I think the right answer is a blend of several here:
1. Talk to your boss about this
Solicit your boss's advice on how to approach this. She may have relevant information and experience that can help here, and you want her awareness and support as you lean into the situation. You don't say if she's responded to any of these cc'd notes; if she has, you may want to talk about why, and whether she should instead work with you to provide a response through you rather than rewarding these informal escalations.
2. Talk to the employee about their behavior
I like to use a "Facts, Impressions, Feelings, and Outcomes" framework for this kind of conversation. It reminds me that, while I may think I know what someone else is thinking, I'm just guessing; the only things that are concrete are behaviors, and that's what we're looking to change here. Walking through this framework forces me to be sure I've got a clear understanding, and that I know what outcomes I'm seeking.
Facts: clear, objective truths. "Sometimes you choose to add my boss to your replies to my email."
Impressions: what you're inferring from the facts. "It seems like you do this when we disagree."
Feelings: how this makes you feel. "When you do that, I don't understand why you've done it. I'm concerned that you're appealing to my boss rather than talking to me."

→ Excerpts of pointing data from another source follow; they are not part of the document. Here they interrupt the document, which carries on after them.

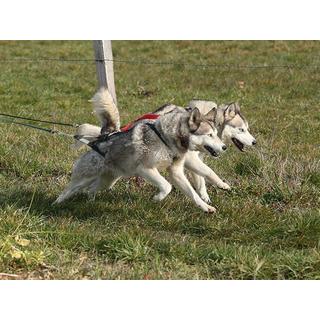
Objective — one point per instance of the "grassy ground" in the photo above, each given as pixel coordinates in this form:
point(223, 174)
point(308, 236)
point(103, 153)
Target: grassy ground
point(267, 227)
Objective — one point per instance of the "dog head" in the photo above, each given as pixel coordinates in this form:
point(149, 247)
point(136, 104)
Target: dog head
point(203, 134)
point(234, 126)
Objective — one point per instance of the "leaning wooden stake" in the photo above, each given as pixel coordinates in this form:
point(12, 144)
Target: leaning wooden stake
point(104, 63)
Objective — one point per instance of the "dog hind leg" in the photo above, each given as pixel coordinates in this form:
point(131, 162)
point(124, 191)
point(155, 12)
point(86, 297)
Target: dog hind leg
point(181, 181)
point(195, 164)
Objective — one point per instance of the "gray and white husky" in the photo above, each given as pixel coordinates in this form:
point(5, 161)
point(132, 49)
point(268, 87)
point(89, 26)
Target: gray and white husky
point(145, 149)
point(231, 125)
point(232, 128)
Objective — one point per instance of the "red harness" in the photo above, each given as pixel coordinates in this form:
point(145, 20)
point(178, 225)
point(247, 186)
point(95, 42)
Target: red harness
point(147, 116)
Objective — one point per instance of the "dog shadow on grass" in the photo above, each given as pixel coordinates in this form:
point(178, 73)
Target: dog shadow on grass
point(80, 206)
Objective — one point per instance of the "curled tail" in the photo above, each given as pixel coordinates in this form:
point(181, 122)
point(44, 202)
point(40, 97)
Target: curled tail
point(106, 111)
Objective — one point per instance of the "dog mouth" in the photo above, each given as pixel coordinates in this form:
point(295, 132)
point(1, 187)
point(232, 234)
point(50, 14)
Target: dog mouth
point(211, 151)
point(238, 144)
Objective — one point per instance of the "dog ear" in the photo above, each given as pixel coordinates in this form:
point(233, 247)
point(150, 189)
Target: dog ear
point(211, 115)
point(195, 119)
point(231, 111)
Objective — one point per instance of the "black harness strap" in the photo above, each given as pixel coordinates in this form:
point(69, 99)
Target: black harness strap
point(152, 126)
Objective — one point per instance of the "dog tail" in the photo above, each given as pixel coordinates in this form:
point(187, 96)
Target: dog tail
point(88, 131)
point(106, 111)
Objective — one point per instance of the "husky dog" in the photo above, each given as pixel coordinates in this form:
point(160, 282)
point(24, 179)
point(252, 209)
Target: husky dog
point(145, 149)
point(232, 128)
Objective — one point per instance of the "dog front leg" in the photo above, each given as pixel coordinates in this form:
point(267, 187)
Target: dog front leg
point(194, 163)
point(154, 177)
point(199, 184)
point(180, 180)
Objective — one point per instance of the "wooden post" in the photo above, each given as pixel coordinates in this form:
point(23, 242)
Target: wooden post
point(104, 63)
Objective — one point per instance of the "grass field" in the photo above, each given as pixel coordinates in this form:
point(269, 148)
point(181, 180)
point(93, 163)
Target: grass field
point(267, 227)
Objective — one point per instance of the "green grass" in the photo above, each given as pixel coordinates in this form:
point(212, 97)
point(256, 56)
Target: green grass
point(267, 227)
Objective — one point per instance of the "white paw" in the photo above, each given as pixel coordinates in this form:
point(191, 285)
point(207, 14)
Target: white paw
point(224, 186)
point(211, 209)
point(205, 198)
point(159, 196)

Outcomes: what you'd like to see happen. "The next time you feel like you want to do this, would you come see me instead? I'd like us to discuss it directly. If we agree that we should escalate it, I'd like us to do that together."
Splitting it up like this, and in this order, gives you the opportunity to understand better each step of the conversation. For example, maybe there's a different pattern you're not seeing ("No, I copy your boss on Thursdays. It just happens that you and I disagree more often on Thursdays"), and understanding that changes your understanding of the situation, your feelings about it, and maybe even the outcome you want.
Finally, if you don't have regular one-on-ones with your team, I'd highly recommend it. They provide exactly the venue for your team to talk about concerns like this, and for you to invest in your relationship with them ... which starts the virtuous cycle where they actively want to talk to you in moments like these.